2. Telephony Fraud Pack (ADD-C + ASVspoof telephony). ROI: high for insurance / KYC. Effort: medium. Optimize a Conformer-based spoof detector for 8 kHz; add channel-robust features (CQCC, LFCC, phase). Provide an API flag telephony_mode=true and publish EER on ADD-C monthly. Pair with explainability plots (spectral tilt, phase inconsistency).

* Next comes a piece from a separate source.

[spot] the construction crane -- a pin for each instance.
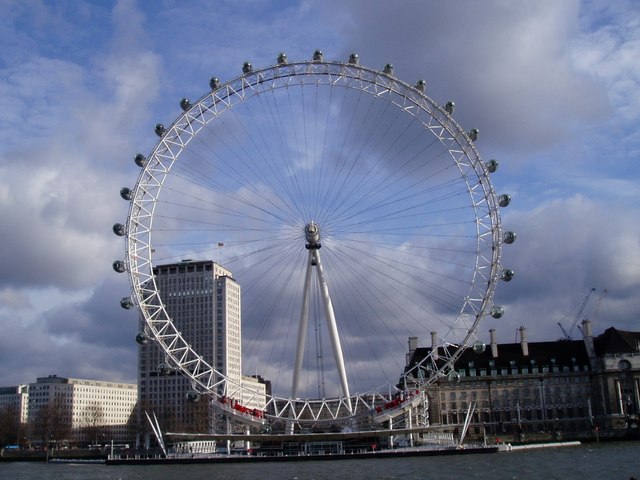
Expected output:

3. Unseen-Generator Stress Test (Synthbuster + RobustSora). ROI: strategic differentiation. Effort: medium-high. Maintain a small internal holdout of Flux / SD3.5 / Imagen3 / MJ7 / GPT-Image-1 and Sora / Veo-class samples collected under license. Report the gap between public and unseen sets — that gap is the most honest measure of detector durability against next-month's generators.

Open questions

  • Will 2026–2027 generator watermarking (C2PA / Content Credentials) reduce the need for forensic detection in mainstream pipelines, shifting the value to tamper detection instead?
  • How quickly do Sora / Veo-class models erase the temporal artifacts that current video detectors rely on?
  • Are paraphrase-robust text detectors approaching an irreducible ceiling without provenance signals?
  • Licensing risk: several "in-the-wild" sets have ambiguous redistribution terms. Maintain legal review before marketing claims.
  • Compute variance: hidden test servers can bottleneck submissions; plan buffer time before publishing monthly numbers.

That's the /check we're building a monthly dashboard around.